We now intersect the DpnII fragments with the 50 nucleotide TSS fragments, and filter for sizes between 146 and 20kb.
intersectBed -wa -wb -a DpnII_resfrag_hg19.bed \
-b ../annotation/gencode.v19.annotation.filtered_tss_50bp_upstream.bed |
awk '{if ($3-$2 > 146 && $3-$2 < 20000) print $0}'|
bedtools merge -d 1 -i stdin |
intersectBed -wa -wb -a stdin \
-b ../annotation/gencode.v19.annotation.filtered_tss_50bp_upstream.bed |
awk '{ if ($9=="-") {print $1"\t"$3-240"\t"$3"\t"$7"\t"$8"\t"$9} \
else {print $1"\t"$2"\t"$2+240"\t"$7"\t"$8"\t"$9}}'|
sed 's/|/\t/g' |
cut -f1-4,6-7|
sort -k1,1 -k2,2n |
uniq -> all_known_promoters_test_probe_design.bed
This produces a BED file
chr1 36431 36671 ENSG00000237613.2 0 -
chr1 68902 69142 ENSG00000186092.4 0 +
chr1 139632 139872 ENSG00000237683.5 0 -
chr1 158665 158905 ENSG00000222623.1 0 -
One now uses bedtools to make windows around the initial fragments of 120 bp.
bedtools makewindows \
-b all_known_promoters_test_probe_design.bed -w 120 -i src |
bedtools sort -i stdin > all_known_promoters_windows.sorted.bed
This produces a file of overlapping, 120 nt windows.
chr1 36431 36551 ENSG00000237613.2
chr1 36551 36671 ENSG00000237613.2
chr1 68902 69022 ENSG00000186092.4
chr1 69022 69142 ENSG00000186092.4
chr1 139632 139752 ENSG00000237683.5
Optionally, one can also use the bedtools nuc tool to remove initial fragments that contain repeats and also filter for GC content between 25% and 65%.
bedtools makewindows \
-b all_known_promoters_test_probe_design.bed -w 120 -i src |
bedtools nuc -fi hg19_nh.fa.masked -bed stdin -C -seq |
awk '{if ($6 >= 0.25 && $6 <= 0.65 && $13 ==120 ) print $0}' |
grep -v "NNN" |
bedtools sort -i stdin > all_known_promoters_windows_filtered.sorted.bed
Finally, we grab windows passing above criteria closest to the edge of DpnII fragment end.
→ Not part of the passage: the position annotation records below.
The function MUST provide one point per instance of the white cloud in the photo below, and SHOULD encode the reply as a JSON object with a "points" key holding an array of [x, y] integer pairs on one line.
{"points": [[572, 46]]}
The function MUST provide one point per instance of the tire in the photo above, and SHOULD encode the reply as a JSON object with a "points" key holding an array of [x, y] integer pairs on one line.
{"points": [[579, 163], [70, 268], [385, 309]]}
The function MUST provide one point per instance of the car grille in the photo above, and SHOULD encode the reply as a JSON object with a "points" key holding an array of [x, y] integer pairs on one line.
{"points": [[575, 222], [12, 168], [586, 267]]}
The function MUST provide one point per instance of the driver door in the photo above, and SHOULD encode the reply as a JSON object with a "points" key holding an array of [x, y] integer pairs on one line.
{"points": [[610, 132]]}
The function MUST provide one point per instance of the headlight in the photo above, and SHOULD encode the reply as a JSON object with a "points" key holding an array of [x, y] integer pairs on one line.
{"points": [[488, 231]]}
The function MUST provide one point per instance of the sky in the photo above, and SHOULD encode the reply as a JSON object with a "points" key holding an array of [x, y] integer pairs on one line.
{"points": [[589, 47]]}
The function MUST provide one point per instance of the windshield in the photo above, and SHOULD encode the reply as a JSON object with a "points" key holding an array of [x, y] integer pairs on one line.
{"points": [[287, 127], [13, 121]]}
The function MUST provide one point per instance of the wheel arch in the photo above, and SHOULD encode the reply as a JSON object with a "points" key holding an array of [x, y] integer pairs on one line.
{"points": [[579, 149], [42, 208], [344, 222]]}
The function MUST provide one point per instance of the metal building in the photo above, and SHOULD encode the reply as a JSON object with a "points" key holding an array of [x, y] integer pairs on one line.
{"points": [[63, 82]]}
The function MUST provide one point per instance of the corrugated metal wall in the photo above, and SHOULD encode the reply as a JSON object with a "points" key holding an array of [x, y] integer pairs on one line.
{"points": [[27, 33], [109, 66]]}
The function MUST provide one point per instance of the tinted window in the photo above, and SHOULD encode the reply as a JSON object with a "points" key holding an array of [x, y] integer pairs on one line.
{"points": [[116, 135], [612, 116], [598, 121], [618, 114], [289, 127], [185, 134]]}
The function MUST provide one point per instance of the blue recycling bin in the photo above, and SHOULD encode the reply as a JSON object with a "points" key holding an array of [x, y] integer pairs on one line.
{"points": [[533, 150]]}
intersectBed -wa -u -a DpnII_resfrag_hg19.bed \
-b all_known_promoters_windows.sorted.bed |
bedtools sort -i stdin |
closestBed -t first -a stdin \
-b all_known_promoters_windows.sorted.bed |
cut -f1-6 > Promoter_Capture_HiC_Gencode_V19_DpnII.bed
This produces the BED file that we can view in UCSC.
chr1 35641 36671 HIC_chr1_56 0 +
chr1 68902 69276 HIC_chr1_144 0 +
chr1 136170 139872 HIC_chr1_306 0 +
chr1 157269 158905 HIC_chr1_367 0 +
Now go to the My Data > Custom Tracks
page at the UCSC Genome Browser, click on the Custom Tracks button, and upload the targeted DpnII BED file.
Now you can view the DpnII sites, the chosen fragments,and the highlighted viewpoint regions (use the copy URL to clipboard to obtain a URL for a region of interest).
An analogous script can be used to check results for other restriction enzymes.